Despite growing awareness of climate risks, just 8% of companies in Asia Pacific region have committed to net-zero targets

  • fashion-wasteIn 2021, a total of 3,879 companies from 21 markets across the Asia Pacific region disclosed their emissions, targets and climate action through CDP’s TCFD-aligned Climate Change questionnaire, representing 14% of global market capitalization;
  • However, just 291 companies (8%) reported having net-zero targets in place;
  • Less than one-third of responding companies have committed to science-based targets;
  • Only 5% of the electricity consumed by the top 100 energy consumers is sourced from renewables.

Other findings include:

  • One third (32%) of companies represented in the report are first-time responders, demonstrating growing uptake of environmental disclosure across the region’s markets;
  • Organizations with science-based targets in place were found to be four times more likely to decrease their GHG emissions;
  • Four out of 10 companies (40%) reported measuring at least one category of their Scope 3 emissions.

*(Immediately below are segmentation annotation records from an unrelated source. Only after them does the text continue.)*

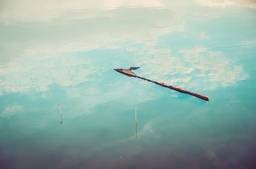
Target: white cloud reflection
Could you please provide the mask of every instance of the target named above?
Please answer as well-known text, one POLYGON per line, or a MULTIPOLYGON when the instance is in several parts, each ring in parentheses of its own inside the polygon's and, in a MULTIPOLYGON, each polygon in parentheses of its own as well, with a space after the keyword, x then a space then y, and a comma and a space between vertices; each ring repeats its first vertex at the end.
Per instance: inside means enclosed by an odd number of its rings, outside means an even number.
POLYGON ((153 56, 142 59, 142 76, 186 88, 215 90, 218 86, 234 85, 249 78, 241 65, 219 51, 195 46, 173 55, 170 50, 153 50, 153 56), (181 55, 181 56, 180 55, 181 55))
POLYGON ((214 8, 230 6, 256 8, 256 2, 252 0, 194 0, 194 1, 202 6, 214 8))
POLYGON ((0 117, 8 117, 16 114, 16 112, 24 110, 22 105, 13 105, 6 107, 3 112, 0 113, 0 117))

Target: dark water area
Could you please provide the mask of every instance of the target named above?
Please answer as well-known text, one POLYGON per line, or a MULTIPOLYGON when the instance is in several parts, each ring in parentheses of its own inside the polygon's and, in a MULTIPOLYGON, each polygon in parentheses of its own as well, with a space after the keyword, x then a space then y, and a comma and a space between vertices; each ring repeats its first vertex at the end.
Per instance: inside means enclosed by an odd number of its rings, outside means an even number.
POLYGON ((0 169, 256 169, 253 0, 3 0, 0 37, 0 169))

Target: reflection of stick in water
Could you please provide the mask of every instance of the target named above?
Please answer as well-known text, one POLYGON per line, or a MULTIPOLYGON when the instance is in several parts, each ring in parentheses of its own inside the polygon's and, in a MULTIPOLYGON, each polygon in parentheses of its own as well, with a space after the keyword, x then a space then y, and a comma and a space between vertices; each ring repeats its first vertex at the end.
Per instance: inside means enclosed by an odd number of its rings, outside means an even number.
POLYGON ((61 122, 60 123, 62 124, 62 112, 61 111, 61 104, 60 103, 58 103, 58 105, 59 107, 60 107, 60 111, 61 112, 61 122))
POLYGON ((31 79, 31 82, 33 83, 33 80, 32 79, 32 73, 31 73, 31 76, 30 76, 30 78, 31 79))
POLYGON ((136 139, 138 139, 138 135, 137 134, 137 124, 138 121, 137 121, 137 109, 135 108, 135 122, 136 122, 136 139))
POLYGON ((203 100, 205 100, 206 101, 209 101, 209 98, 208 96, 206 96, 203 95, 201 95, 200 94, 197 94, 194 93, 192 93, 190 91, 188 91, 187 90, 185 90, 184 89, 180 87, 175 87, 172 85, 170 85, 167 84, 166 84, 162 82, 159 82, 157 81, 153 81, 150 79, 146 79, 144 77, 140 77, 139 76, 137 76, 135 74, 133 71, 131 71, 131 70, 136 70, 136 69, 138 69, 140 68, 139 67, 130 67, 128 69, 114 69, 114 70, 115 71, 119 72, 120 73, 123 74, 125 75, 127 75, 129 77, 136 77, 139 79, 143 79, 144 80, 146 80, 147 81, 148 81, 149 82, 152 82, 154 83, 155 84, 160 85, 160 86, 162 86, 164 87, 169 88, 172 90, 174 90, 175 91, 176 91, 177 92, 179 92, 180 93, 185 93, 187 94, 193 96, 194 97, 196 97, 198 98, 202 99, 203 100))

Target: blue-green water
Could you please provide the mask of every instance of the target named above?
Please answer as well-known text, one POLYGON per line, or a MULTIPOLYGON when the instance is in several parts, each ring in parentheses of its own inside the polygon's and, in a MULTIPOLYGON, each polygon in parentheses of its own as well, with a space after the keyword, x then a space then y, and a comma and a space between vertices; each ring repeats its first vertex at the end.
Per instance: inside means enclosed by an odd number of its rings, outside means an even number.
POLYGON ((3 0, 0 37, 0 168, 256 169, 255 1, 3 0))

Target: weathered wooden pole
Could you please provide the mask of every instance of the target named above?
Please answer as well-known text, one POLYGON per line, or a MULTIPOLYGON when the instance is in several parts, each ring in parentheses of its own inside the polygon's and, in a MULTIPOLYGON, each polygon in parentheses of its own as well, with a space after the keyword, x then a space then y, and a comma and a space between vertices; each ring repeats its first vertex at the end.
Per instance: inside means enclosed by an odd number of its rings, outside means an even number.
POLYGON ((187 94, 193 96, 194 97, 196 97, 198 98, 201 99, 202 99, 205 100, 206 101, 209 101, 209 97, 208 96, 206 96, 203 95, 201 95, 200 94, 197 94, 195 93, 191 92, 190 91, 188 91, 187 90, 185 90, 184 89, 180 87, 175 87, 172 85, 170 85, 167 84, 166 84, 162 82, 159 82, 157 81, 153 81, 152 80, 151 80, 150 79, 146 79, 144 77, 140 77, 139 76, 136 75, 133 72, 131 71, 132 70, 136 70, 137 69, 139 69, 138 67, 131 67, 129 69, 114 69, 114 70, 115 71, 119 72, 119 73, 121 73, 122 74, 123 74, 125 75, 127 75, 129 77, 137 77, 139 79, 141 79, 144 80, 146 80, 147 81, 154 83, 160 85, 163 87, 169 88, 172 90, 174 90, 175 91, 176 91, 178 92, 182 93, 185 93, 187 94))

Less than 300 out of nearly 4,000 companies in the Asia Pacific region disclosing through CDP (8%) had net-zero targets in place as of 2021, according to a new report by CDP, the non-profit that runs the world’s environmental disclosure system for companies, cities, states and regions, in partnership with leading global climate solutions provider South Pole.

The report, Rising to the Challenge: How companies in Asia Pacific are preparing for the net-zero economy, finds that while the region’s companies showed increased commitment towards emissions reduction and transparent environmental action in 2021, there remains a significant ambition gap in meeting the Paris Agreement goals.

In 2021, a total of 3,879 companies from 21 markets across Asia Pacific disclosed their emissions, targets and climate action through CDP’s TCFD-aligned Climate Change questionnaire, representing 14% of global market capitalization.

This comes after the IPCC’s 2021 Sixth Assessment Report highlighted with unprecedented clarity the urgent need for rapid, sustained, and large-scale greenhouse gas emission (GHG) reductions across all sectors of the global economy.